Many Boston Bruins fans remember the 2011 Stanley Cup run like it was yesterday. The Bruins won three separate Game 7’s en route to their first Cup since 1972, and there were a ton of incredible moments, from Nathan Horton’s game-winning goals to Tim Thomas’ sparkling performance in net.
However, just as Boston faithful remember the glory from 2011, they most likely still recall the horror that occurred the season before. Taking a 3-0 series over the Philadelphia Flyers in the Eastern Conference Semifinals, the Bruins collapsed in epic fashion and lost the next four games. It was embarrassing for everyone involved with the club, including team legend and then-vice president Cam Neely, who was seen storming from his suite after the loss swearing this could never happen again.

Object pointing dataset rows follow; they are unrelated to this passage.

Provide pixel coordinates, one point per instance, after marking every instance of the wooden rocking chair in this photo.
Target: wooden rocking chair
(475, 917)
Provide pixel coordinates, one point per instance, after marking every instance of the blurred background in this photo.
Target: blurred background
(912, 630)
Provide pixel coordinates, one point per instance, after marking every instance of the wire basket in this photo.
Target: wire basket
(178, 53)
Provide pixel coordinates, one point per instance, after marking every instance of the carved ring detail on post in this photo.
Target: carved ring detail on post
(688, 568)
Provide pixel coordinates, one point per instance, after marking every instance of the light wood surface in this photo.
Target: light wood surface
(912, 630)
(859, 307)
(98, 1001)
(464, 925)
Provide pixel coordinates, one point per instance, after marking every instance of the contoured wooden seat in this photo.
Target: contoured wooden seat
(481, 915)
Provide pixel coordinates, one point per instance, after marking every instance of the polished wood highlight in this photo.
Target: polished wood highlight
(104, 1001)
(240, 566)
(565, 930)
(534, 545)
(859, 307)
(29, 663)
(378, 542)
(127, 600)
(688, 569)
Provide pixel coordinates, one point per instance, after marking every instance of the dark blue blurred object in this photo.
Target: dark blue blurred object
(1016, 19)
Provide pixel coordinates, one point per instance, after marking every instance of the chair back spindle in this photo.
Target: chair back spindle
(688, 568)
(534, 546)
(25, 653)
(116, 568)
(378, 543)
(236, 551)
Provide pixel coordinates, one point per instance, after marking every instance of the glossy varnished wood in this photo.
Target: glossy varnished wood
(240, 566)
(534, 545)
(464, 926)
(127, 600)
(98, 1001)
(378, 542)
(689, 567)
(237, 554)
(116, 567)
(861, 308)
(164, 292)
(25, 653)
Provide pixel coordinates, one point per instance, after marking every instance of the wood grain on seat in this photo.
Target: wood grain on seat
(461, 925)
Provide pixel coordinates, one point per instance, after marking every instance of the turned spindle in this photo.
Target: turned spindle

Remembering the fact that the latest Bruins Stanley Cup win was a follow-up to crushing playoff failure is incredibly relevant as we enter the 2014 NHL postseason. After storming through the 2013 playoffs and meeting the Chicago Blackhawks in the Stanley Cup Finals, the Bruins saw a 2-1 lead late in the third period of Game 6 turn into a 3-2 loss in the span of 17 seconds. In less than half a minute, the Bruins went from a possible Game 7 to being forced to watch Chicago hoist the Cup on Boston ice. Once again, the Bruins’ playoff story ended in devastating fashion.
One year later, Boston enters the postseason as the league’s best team. The majority of the roster was around for last year’s collapse, and is no doubt looking to exorcise the demons. Will the Bruins respond to a heartbreaking playoff finale the same way they did in 2011?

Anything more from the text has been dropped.